I, therefore, wish to state as follows:
1. Kenyans have invested heavily in this country's democratisation, and this investment has resulted in a new constitution. This constitution must be protected and guarded jealously. Threats and intimidation of this nature against the Chief Justice, judges, or any other Kenyan or individual must be resisted actively, and rejected resolutely. I have given most of my life to a better Kenya and if taking it is what will be required to consolidate and secure our democratic gains in this election, or even thereafter, that is a price I am not afraid to pay.
2. I have invested heavily in the past one and a half years in creating a new Judiciary. I have repeatedly given my pledge to the country that the Judiciary will not flinch in interpreting the constitution as is required, a task we have executed very well. For the 2013 general election, we have done sufficient ground work to handle both pre and post-election matters in accordance with the law. On February 28, 2013, we shall hold a special session with all judges of the High Court to give Kenyans a final statement on our preparedness. Therefore, candidates or their supporters - real or claimed - should not panic. We shall decide all cases independently, and with scrupulous fidelity to the constitution and the law. Let no individual, group, candidate, or supporter imagine that cowardly and darkly acts such as these will cower us. We have seen and overcome worse, and we will all soldier on for this country. None will be held hostage by a cabal of retrogrades.
3. The Judiciary has, in a private correspondence, communicated to Mr Kimemia as to the legal position on the matter of the 'small hiccup' to ensure it never occurs again.
4. I believe that Kenyan security agencies, unless they willfully neglect or refuse to, have the capacity and resources to investigate the sources and partnerships of this threatening letter. To this end, I have this morning sent the letter to the Inspector General of Police, the Director of the Criminal Investigations Department, Director of the National Intelligence Service and the Director of Public Prosecutions to investigate this matter and give the country a progress report. I am also asking the Inspector General of Police to take the necessary steps to enhance the security of judges and other judicial officers at this time.
5. If anybody, any candidate, any party, any agency, or any other actor thinks that it will bend the ear, mind and resolve of this Chief Justice to do anything that is unconstitutional or illegal, then they are mistaken. On any matter that will come before me or the Supreme Court, I and the Court shall operate strictly within the confines of the constitution. Intimidation and threats are uninvited guests and will not be hosted in the execution of our mandate.

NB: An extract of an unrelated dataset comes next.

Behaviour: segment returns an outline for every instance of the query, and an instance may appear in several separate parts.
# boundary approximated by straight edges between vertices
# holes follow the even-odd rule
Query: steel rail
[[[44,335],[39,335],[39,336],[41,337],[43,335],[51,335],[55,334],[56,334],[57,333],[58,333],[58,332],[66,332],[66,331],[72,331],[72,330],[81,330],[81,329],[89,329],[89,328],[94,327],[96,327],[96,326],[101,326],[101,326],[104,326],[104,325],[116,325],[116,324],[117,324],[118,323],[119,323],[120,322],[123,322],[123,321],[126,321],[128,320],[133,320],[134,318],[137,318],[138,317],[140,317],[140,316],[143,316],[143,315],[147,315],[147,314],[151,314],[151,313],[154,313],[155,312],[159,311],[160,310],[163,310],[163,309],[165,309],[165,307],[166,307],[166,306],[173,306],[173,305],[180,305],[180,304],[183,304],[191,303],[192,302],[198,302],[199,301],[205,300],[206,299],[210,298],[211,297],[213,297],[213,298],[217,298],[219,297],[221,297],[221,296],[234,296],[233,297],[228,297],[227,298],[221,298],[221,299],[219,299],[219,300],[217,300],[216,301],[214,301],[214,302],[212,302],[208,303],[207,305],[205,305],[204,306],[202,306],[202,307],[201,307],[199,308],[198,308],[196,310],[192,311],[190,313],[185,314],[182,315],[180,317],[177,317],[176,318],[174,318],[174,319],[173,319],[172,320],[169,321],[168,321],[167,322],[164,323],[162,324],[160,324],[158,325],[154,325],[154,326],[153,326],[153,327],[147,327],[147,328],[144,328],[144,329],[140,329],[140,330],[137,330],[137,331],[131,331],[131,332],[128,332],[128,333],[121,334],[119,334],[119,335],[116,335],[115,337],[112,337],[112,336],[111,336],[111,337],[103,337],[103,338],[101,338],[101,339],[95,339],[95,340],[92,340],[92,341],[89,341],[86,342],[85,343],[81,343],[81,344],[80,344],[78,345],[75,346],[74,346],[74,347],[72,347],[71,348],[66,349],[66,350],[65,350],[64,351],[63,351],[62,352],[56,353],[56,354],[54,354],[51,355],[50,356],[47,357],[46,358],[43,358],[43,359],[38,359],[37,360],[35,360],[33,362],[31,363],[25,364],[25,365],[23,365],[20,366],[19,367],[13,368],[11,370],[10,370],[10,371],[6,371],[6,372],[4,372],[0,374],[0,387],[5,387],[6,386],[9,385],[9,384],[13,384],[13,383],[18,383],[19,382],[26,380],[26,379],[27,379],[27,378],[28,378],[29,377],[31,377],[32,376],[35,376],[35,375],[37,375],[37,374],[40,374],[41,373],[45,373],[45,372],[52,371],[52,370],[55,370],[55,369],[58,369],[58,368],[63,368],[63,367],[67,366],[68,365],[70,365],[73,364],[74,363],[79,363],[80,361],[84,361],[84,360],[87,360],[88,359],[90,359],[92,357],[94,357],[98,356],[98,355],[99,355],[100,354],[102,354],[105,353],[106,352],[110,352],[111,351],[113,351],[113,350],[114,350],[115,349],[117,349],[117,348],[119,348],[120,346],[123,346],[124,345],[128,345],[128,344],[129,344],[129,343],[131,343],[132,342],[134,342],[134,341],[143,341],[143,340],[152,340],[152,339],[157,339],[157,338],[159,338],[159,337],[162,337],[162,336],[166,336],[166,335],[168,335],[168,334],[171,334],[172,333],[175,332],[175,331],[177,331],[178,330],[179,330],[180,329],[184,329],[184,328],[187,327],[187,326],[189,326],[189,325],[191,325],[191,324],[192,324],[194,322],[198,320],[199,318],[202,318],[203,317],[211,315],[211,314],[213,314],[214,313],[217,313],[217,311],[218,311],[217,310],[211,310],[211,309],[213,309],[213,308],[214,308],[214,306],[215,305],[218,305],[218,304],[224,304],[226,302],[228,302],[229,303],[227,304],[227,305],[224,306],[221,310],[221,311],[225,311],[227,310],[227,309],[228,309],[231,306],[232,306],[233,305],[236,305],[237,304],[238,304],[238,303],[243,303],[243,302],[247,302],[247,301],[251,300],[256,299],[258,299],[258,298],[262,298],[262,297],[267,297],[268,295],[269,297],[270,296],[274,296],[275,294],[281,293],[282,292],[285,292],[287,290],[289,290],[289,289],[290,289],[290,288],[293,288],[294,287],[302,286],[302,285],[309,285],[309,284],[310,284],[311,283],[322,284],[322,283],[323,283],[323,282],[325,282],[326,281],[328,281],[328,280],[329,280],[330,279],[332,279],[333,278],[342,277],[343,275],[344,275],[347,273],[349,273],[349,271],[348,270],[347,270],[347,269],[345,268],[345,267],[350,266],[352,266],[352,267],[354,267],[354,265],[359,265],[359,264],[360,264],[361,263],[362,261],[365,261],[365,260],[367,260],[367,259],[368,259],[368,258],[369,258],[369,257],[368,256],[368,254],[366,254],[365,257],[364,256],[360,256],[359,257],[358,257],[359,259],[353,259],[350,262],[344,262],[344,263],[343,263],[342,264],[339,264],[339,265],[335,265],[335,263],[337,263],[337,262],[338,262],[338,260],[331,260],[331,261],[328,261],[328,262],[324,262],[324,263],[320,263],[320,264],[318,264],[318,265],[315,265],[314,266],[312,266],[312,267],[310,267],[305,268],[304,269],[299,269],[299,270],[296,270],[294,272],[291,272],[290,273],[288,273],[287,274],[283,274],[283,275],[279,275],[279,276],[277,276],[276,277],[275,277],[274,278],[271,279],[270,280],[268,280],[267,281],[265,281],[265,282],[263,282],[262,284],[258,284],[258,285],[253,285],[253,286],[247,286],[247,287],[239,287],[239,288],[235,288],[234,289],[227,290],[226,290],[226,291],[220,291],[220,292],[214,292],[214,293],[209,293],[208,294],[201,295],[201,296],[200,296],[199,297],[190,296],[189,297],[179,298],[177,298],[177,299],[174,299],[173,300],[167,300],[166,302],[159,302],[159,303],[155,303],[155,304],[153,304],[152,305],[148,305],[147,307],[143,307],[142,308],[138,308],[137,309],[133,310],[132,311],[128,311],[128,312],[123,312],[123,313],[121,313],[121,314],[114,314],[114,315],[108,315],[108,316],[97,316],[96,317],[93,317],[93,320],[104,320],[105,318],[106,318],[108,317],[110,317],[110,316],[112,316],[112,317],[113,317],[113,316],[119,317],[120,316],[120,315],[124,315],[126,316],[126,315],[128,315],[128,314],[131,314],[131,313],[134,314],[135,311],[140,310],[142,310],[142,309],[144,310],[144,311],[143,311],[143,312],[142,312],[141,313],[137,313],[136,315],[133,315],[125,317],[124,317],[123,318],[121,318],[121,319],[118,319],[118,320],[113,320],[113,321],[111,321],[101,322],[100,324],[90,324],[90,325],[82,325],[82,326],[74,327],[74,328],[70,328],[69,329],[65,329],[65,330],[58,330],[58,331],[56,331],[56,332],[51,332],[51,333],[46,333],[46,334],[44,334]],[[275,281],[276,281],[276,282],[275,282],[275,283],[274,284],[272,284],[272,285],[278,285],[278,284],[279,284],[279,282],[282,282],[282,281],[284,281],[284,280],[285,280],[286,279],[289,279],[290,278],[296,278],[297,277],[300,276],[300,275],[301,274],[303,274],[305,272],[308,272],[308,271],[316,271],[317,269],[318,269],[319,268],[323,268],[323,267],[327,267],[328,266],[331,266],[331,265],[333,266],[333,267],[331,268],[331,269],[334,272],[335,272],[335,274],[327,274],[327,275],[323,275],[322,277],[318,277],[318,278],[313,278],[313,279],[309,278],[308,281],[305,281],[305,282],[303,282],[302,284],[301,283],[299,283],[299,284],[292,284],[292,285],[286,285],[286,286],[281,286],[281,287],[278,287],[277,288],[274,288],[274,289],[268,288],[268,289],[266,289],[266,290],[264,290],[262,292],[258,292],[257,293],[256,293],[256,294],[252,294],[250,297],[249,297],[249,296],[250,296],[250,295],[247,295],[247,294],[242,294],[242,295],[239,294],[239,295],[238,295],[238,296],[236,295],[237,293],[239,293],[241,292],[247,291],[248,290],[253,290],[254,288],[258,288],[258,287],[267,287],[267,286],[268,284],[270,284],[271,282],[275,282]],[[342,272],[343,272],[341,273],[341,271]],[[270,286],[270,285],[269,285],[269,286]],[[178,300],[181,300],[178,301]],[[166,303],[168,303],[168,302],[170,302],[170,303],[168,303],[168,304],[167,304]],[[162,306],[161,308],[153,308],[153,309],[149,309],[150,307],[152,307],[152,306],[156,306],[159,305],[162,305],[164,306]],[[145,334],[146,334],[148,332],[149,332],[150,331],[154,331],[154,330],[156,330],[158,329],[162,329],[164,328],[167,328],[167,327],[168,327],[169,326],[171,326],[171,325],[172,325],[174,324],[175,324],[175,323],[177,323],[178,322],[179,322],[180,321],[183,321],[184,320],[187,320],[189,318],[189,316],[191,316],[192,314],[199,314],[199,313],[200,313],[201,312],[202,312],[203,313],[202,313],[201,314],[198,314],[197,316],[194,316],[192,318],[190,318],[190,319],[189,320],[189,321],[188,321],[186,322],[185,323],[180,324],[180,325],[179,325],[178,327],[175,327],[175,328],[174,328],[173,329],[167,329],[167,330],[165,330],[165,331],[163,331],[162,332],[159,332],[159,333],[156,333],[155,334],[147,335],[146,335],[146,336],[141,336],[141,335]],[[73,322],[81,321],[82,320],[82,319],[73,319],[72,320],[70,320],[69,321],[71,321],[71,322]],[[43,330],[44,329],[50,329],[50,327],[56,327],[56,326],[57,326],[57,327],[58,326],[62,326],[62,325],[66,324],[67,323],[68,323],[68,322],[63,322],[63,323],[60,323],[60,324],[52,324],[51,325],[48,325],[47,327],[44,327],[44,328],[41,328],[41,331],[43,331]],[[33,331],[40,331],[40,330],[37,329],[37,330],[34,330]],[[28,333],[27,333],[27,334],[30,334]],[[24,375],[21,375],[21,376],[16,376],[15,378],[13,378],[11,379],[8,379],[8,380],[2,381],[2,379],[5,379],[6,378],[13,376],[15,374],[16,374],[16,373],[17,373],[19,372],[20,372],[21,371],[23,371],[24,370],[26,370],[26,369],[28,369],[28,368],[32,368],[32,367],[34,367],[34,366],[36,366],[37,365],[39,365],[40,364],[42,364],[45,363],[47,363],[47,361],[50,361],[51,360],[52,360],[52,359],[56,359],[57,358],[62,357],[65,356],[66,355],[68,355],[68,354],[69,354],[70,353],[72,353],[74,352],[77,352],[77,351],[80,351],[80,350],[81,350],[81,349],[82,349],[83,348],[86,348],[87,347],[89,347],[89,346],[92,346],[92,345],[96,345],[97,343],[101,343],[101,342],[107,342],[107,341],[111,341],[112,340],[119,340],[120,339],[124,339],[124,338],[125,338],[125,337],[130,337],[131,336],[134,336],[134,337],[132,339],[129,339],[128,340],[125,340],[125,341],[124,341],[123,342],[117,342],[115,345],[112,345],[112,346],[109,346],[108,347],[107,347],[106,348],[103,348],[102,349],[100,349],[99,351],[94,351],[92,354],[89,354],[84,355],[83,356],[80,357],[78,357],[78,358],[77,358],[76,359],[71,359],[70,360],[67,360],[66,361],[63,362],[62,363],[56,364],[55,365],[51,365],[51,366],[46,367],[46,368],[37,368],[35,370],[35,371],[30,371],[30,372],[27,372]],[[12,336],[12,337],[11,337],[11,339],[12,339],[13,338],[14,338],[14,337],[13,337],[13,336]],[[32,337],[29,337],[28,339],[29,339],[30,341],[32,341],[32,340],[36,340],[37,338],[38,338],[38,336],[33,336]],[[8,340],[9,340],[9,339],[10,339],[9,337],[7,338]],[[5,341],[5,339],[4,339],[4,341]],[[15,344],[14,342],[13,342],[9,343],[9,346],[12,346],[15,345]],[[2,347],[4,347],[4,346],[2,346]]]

6. The political class must choose whether, either through direct pronouncements or suggestive behaviour, they want a peaceful, democratic and fair election free from the ring of rigging and intimidation, or whether they want to put the country on a path of violence. Whatever choice the political class and leadership makes, they must remain aware that ultimately, the people of Kenya and the rule of law will triumph. The Judiciary is playing its part in protecting and upholding the constitution; let Kenyans also do their part.
7. I appeal to Kenyans to hold a peaceful election. It is only by so doing that we shall silence these dark forces of retrogression and also advance our constitutional and democratic promise. My fellow Kenyans, with confidence and tribute to the nation, go and vote for our Constitution. It is the only way to reject those who threaten and proclaim violence as a false choice. Dr Willy Mutunga is the Chief Justice and President of the Supreme Court of Kenya.